There is an component adapter for the Framemeister and I *DO* have that adapter, looks like I bought it when I got the Framemeister.  I'll add that to the order when getting the new RGB mod.  They're sold out. 😞

Looks like you could still order it from Australia though: https://etim.net.au/shop/shop.php?crn=210&rn=552&action=show_detail Shipping might be crazy-expensive: https://etim.net.au/shop/shop.php?sc_page=104

 

21 minutes ago, ZeroPage Homebrew said:

I think I'm able to answer my own question here... I just looked up the Mini-DIN 8p wiring board they supply with the kit (see pic below) and it looks like it doesn't wire in the L+R audio lines? Could verify this on your end Nathan?

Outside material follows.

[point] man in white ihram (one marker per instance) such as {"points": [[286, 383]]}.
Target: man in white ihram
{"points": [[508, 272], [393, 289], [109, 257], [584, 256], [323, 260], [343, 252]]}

That's correct. On the previous page I posted a close-up of the back of that board. The output of your 2600 is video-only on the mini-DIN. The audio is a separate 3.5mm.

 

21 minutes ago, ZeroPage Homebrew said:

BUT... I found a board that DOES have the L+R audio that looks like it would work:

https://store.retrofixes.com/products/mini-din-8pin-cable-port-kit-great-for-rgb-projects

Should work, as long as the two adapter/cables you sent along aren't doing anything to the signals, other than just adding audio to those pins. While looking at everything initially, I did think it was weird that he didn't just include audio out in the connector.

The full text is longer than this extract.